Please suggest ways to overcome this situation. I am open for technology changes that means JNDI / WebServices or any other technology that servers me well.
Thanking You,
Regards,
I have never seen JNDI used as a mechanism for request/response inter-process communication. I don't believe that this will be a productive line of attack.
You believe that Web Services are inappropriate when the payloads are complex. I disagree, I have seen many successful projects using quite large payloads, with many nested classes. Trivial example: Customers with Orders with Order Lines with Products with ... and so on.
It is clearly desirable to keep payload sizes small, there are serialization and network costs, big objects will be more expensive. But it's by far preferable to have one big request than lot's of little one. A "busy" interface will not perform well across a network.
I suspect that the one problem you may have is that certain of the server-side classes are not pure data, they refer to classes that only make sense on the server, you don't want those classes in you client.
I this case you need to build an "adapter" layer. This is dull work, but no matter what Inter-process communication technique you use you will need to do it. You need what I refer to as Data Transfer Objects (DTOs) - these represent payloads that are understood in client, using only classes reasonable for the client, and which the server can consume and create.

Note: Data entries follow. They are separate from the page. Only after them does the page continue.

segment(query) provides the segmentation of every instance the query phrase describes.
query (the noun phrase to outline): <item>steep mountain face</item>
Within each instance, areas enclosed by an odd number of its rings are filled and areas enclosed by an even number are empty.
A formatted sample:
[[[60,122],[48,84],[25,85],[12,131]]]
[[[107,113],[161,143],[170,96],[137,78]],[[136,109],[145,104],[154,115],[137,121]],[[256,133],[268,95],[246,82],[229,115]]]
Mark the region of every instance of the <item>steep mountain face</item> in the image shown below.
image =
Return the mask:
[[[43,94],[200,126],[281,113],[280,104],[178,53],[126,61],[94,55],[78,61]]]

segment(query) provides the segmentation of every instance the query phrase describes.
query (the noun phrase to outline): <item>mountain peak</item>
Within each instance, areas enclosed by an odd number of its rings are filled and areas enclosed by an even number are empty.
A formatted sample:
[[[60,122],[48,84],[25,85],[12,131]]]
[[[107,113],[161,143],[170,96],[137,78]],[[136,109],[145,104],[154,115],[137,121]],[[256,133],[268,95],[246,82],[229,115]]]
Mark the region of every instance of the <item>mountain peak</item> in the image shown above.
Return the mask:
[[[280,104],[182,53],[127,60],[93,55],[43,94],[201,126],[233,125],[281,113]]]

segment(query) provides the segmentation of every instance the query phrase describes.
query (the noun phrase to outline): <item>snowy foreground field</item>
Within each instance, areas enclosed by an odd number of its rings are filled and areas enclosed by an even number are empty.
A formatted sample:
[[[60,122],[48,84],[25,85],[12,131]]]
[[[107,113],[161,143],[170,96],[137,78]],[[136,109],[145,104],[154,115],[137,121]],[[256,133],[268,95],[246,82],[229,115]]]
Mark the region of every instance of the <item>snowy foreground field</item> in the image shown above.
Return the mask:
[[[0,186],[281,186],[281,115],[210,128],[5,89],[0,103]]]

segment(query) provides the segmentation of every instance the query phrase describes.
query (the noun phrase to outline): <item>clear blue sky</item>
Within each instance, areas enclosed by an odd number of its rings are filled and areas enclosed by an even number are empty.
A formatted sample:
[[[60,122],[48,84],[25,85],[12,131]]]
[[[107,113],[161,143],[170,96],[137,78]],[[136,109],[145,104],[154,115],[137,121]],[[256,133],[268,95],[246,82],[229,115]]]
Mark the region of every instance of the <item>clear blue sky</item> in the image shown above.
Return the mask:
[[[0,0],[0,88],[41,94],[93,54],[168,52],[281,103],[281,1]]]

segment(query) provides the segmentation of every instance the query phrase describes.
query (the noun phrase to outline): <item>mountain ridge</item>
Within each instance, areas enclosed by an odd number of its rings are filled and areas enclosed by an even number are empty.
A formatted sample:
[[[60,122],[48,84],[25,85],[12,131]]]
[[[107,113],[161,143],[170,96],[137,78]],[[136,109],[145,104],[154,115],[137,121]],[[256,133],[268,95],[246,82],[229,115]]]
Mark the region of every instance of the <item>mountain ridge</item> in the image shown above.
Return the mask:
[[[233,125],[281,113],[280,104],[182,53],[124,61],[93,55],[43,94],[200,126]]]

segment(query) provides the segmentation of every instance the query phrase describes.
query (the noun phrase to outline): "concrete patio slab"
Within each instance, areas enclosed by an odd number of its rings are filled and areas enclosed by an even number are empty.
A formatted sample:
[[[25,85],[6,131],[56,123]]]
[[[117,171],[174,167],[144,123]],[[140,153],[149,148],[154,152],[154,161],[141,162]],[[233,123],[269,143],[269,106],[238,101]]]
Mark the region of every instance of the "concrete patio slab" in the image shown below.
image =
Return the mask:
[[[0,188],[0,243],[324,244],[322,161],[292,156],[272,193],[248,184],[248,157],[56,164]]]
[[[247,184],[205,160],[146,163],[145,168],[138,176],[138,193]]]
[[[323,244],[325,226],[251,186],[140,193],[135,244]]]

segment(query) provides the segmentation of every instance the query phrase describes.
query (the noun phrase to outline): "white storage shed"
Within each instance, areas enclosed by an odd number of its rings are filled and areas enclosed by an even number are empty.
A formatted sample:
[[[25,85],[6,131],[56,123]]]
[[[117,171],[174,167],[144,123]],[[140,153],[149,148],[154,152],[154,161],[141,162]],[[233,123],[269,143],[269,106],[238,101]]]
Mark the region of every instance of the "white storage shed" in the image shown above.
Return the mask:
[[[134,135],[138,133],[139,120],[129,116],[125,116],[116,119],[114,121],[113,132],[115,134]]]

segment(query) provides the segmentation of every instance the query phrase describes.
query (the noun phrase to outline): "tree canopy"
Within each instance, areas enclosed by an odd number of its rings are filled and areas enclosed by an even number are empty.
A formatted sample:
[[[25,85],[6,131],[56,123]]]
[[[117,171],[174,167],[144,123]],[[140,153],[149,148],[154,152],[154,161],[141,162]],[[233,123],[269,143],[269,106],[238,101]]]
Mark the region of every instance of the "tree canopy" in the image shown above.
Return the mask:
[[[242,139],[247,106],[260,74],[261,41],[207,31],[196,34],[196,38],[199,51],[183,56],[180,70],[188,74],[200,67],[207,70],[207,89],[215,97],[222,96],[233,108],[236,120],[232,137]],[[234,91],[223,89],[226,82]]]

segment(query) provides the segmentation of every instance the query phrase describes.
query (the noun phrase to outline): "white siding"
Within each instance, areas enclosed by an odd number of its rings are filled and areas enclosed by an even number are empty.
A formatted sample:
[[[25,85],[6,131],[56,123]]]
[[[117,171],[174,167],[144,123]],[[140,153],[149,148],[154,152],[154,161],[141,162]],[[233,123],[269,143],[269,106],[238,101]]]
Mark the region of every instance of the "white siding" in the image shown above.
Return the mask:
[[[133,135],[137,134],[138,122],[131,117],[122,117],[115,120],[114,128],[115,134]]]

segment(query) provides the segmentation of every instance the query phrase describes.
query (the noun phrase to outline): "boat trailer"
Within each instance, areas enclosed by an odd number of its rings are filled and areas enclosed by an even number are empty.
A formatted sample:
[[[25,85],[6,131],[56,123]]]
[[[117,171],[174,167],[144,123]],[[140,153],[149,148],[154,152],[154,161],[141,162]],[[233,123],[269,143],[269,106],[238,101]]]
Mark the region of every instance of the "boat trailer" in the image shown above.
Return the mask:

Lets suppose that you use technology XXX (JNDI, Web Service, direct socket call, JMS)
Client --- sends Document DTO --XXX---> Adapter transform DTO to server's Document
and similarly in reverse. My claim is that no matter what XXX is chosen you have the same problem, you need the client to work with "cut-down" objects that reveal none of the server's implementation details.
The adapter has responsibility for creating and understanding DTOs.
I find that working with RESTful Web Services using JAX/RS is very easy once you have a set of DTOs it's the work of minutes to create Web Services.